My Memories of Traveling While Black

My Memories of Traveling While Black

"I don't think I'm better than you. I have as much trouble with my hair as any girl. My White mother didn't know what to do with it and these eyes? I don't think that they do anything to MAKE me a better person."

The chaperone, a Black woman, scanned the faces of the two girls, as well as mine, to get a handle of the situation. She breathed in deeply through her nose and closed her eyes. I'm sure she considered that traveling with Black students down to the country some 200 miles south of home was going to be an issue. I just don't think she thought that this would be the issue.

She said nothing and let my comment ride it out. The girls, only a few years younger than I at the time, looked embarrassed that I said something.

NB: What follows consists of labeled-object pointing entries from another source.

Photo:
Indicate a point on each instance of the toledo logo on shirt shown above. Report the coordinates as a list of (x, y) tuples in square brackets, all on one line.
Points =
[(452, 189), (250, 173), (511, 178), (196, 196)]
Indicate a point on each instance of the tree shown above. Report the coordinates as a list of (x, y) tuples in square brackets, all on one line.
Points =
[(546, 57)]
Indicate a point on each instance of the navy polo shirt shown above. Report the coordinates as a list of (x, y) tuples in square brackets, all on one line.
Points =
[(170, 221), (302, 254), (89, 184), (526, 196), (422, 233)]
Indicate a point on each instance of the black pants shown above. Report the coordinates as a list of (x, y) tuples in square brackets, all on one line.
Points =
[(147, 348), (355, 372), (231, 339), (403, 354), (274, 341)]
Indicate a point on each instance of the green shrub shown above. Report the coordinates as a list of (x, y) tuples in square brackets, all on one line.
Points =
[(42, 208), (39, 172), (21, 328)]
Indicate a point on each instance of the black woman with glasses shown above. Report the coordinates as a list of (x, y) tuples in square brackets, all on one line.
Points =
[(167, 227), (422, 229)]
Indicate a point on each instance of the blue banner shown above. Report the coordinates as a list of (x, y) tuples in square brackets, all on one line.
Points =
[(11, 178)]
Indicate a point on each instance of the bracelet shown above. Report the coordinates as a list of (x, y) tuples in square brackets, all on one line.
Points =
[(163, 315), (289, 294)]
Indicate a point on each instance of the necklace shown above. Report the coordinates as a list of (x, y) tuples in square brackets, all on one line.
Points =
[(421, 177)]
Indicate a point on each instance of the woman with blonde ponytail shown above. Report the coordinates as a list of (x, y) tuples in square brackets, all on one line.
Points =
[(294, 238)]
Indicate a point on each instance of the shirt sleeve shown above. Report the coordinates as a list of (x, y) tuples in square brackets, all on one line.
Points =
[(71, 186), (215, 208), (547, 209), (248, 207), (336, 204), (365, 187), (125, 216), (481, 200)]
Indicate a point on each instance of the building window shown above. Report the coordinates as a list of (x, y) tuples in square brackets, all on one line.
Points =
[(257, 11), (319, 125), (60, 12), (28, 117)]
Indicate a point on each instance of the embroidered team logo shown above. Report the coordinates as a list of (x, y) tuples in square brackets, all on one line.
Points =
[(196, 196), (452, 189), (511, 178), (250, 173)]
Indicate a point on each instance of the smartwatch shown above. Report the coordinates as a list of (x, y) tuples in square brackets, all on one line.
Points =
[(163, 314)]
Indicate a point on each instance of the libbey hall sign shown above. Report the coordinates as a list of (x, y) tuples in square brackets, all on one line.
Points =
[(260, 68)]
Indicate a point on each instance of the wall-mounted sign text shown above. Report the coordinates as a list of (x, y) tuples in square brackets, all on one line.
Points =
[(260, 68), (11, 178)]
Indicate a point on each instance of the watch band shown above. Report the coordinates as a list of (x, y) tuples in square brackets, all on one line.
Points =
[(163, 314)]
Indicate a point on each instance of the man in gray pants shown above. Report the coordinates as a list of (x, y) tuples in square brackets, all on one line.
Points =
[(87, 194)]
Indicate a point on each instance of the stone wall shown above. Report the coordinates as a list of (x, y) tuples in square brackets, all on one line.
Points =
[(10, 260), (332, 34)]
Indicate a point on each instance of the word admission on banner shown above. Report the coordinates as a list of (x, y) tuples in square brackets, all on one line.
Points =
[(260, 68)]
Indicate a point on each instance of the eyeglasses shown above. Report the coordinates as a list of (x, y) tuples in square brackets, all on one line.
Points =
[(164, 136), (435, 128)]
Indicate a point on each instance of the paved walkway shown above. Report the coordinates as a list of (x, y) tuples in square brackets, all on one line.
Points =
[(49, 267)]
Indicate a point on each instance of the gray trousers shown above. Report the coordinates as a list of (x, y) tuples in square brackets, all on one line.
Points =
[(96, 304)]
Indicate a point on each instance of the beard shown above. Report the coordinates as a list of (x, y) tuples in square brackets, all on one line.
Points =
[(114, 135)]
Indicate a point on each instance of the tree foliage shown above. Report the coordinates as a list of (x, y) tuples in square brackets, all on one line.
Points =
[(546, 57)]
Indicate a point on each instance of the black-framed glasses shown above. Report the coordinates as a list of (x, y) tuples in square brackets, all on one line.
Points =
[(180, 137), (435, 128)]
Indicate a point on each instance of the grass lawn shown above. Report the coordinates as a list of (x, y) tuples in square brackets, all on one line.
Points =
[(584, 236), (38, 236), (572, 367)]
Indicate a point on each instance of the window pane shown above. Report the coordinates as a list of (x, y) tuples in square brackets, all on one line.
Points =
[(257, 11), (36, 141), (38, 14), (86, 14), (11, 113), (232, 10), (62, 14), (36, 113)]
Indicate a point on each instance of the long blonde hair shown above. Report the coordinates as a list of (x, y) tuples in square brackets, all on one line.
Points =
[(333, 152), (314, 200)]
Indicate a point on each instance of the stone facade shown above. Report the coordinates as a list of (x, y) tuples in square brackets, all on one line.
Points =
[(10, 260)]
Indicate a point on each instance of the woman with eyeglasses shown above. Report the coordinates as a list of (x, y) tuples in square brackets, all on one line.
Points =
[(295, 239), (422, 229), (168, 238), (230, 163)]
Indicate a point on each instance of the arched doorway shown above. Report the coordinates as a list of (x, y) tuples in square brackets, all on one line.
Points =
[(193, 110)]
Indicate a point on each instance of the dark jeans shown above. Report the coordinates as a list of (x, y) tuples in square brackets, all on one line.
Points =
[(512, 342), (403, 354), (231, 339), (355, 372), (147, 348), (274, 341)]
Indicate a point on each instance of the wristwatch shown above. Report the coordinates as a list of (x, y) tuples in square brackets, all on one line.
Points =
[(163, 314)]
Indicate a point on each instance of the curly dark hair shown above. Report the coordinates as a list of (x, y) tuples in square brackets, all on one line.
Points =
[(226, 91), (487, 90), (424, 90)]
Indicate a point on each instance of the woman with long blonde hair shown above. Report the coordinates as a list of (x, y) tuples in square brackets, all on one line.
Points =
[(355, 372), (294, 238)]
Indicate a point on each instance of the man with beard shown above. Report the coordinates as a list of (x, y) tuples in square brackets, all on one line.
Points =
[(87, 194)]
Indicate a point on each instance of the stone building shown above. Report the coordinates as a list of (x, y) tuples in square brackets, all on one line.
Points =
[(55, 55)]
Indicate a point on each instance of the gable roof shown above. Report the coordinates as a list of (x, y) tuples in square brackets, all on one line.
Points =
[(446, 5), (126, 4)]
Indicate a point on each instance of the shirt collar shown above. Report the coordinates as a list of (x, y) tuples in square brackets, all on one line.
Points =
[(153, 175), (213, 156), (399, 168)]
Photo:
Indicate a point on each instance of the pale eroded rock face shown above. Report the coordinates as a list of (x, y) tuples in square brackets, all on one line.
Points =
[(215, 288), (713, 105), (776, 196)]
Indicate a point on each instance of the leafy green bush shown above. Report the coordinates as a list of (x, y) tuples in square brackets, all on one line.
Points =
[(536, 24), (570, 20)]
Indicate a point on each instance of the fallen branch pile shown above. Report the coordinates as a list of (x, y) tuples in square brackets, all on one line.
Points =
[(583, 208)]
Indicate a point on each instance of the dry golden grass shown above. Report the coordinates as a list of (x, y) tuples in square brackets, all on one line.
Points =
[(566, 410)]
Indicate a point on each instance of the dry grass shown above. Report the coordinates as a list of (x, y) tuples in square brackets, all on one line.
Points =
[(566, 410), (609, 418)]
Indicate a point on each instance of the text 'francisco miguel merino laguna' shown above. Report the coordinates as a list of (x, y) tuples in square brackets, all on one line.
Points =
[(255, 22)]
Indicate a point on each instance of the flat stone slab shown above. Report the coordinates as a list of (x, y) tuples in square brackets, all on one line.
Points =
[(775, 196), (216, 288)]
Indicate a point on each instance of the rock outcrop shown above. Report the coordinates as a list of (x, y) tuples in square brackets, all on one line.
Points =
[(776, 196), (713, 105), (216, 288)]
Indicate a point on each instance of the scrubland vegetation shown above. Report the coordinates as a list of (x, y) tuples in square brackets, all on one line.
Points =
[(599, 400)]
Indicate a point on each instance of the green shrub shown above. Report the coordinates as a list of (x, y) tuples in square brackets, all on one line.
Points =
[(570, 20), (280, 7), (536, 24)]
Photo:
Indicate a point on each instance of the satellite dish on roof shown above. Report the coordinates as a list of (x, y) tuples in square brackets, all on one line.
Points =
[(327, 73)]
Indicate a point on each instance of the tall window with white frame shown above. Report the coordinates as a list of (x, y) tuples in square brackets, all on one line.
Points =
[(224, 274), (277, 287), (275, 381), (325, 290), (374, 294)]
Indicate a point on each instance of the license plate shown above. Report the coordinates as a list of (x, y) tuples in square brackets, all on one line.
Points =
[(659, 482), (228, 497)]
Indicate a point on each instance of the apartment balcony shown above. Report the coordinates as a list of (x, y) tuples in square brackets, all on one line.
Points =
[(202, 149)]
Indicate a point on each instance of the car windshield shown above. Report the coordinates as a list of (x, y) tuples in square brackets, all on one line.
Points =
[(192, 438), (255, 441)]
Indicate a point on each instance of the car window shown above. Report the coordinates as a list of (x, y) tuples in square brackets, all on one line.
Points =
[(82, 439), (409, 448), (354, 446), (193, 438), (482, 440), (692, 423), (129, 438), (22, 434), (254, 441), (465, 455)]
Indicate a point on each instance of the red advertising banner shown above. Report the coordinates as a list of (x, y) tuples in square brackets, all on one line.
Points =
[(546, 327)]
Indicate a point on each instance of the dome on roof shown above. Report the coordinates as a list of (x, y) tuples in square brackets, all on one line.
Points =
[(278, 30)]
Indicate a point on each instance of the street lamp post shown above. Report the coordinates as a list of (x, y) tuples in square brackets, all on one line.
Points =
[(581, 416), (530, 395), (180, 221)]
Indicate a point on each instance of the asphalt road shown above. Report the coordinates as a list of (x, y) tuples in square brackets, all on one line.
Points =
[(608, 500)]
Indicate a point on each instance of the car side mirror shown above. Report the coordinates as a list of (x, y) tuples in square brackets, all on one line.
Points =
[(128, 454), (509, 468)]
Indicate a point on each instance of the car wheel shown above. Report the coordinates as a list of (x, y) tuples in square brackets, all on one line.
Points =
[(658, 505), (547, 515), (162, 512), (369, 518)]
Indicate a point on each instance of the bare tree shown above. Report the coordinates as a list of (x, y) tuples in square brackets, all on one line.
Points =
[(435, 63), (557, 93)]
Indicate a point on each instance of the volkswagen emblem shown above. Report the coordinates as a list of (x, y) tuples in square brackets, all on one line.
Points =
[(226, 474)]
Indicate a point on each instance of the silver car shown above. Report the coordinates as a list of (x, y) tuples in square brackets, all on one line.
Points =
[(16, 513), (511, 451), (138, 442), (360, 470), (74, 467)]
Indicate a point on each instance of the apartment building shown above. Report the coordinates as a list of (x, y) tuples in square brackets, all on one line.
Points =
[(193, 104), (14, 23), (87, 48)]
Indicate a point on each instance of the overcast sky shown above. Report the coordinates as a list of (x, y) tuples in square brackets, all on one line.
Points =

Not that I heard them. That was done on purpose. I was meant to hear it. But I wasn't meant to respond.

Traveling down South gave me plenty of opportunity to hear those exact words from Black girls darker than I. They told me I could pass the Paper Bag test, a colorism issue for many Black folks, and they teased me for it.

Though the brown paper bag test is antiquated and frowned upon as a shameful moment in African-American history, the ideals behind the practice still lingers in the African-American community. Modern-day colorism rears its ugly head in the day to day lives of Black Americans every day. - Rivea Ruff

It would be the number one reason my sister and I would ever fight anyone and, believe me, girls went straight for my scalp to pull out my hair when that happened. We didn't tell our parents about every incident because we thought we'd be in trouble for it. It wasn't until Spike Lee's 1988 movie School Daze that I realized just how big an issue of colorism this was. That became even more clear after reading Toni Morrison's The Bluest Eye while I was in college.

My mother likes to cut pictures out into shapes. More importantly, she helped me be proud of all my heritage.

It is why, even as light as I am, that I cannot wake up one day and forget about color. If I turned too brown in the summer months I was accused of "trying to be Black" or when the winter months of paleness got me teased in the other direction. "You are so White." or worse, "You're high yella."

On our way down South we took sandwiches so we wouldn't have to stop. On more than one occasion, my father would have to assess a situation before we stopped to ensure that we wouldn't be harassed for being with him. By the time the sun got to us at the end of the summer, we looked more like we "belonged" with him and didn't get asked by strangers if we were supposed to be with him. There was freedom in our trips back home to Chicago and the nuance of that was lost on me as a child. Sure, it was exciting to finally be going home, but the freedom of the ride? I didn't understand that as a child.

The implication that our father kidnapped us was a constant reminder that this nation didn't recognize us as a family. Moreso this was an issue with me and not my sister who is darker with brown eyes. When it did happen, though, it only ever came from White adults, mostly women whose children were nearby. 

I recall that both of my parents were questioned by friends or family about their intentions of raising us. What I didn't comprehend was the true meaning behind this question. "Are you raising them as Black or White?" was what they didn't say, but it was there. Both gave varied answers that ranged from "We're raising them as children in our family" to the pointed "We're raising them the way the world will see them: as Black." 

Which is how it worked out even visiting our Northern relatives on farms throughout Minnesota, Iowa, and the Dakotas. If I jumped in the pool and my hair magically changed texture I was forced to answer questions about it. Why it does that and what I can make it do and how come it looks so nappy. 

All of this is why I see color in everything, good or bad. I'll take the accusations now because this shaped me and the space I occupy. It's why when, recently, a distant relative on The Cuban's side of the family, someone told a story about accidentally buying one of Hallmark's Mahogany cards. He was telling the story as if it were some joke because HA HA I BOUGHT A BLACK CARD FOR A WHITE PERSON and everyone, including The Cuban's parents, were immediatly uncomfortable and shifted in their seats because why was he telling this story in front of me?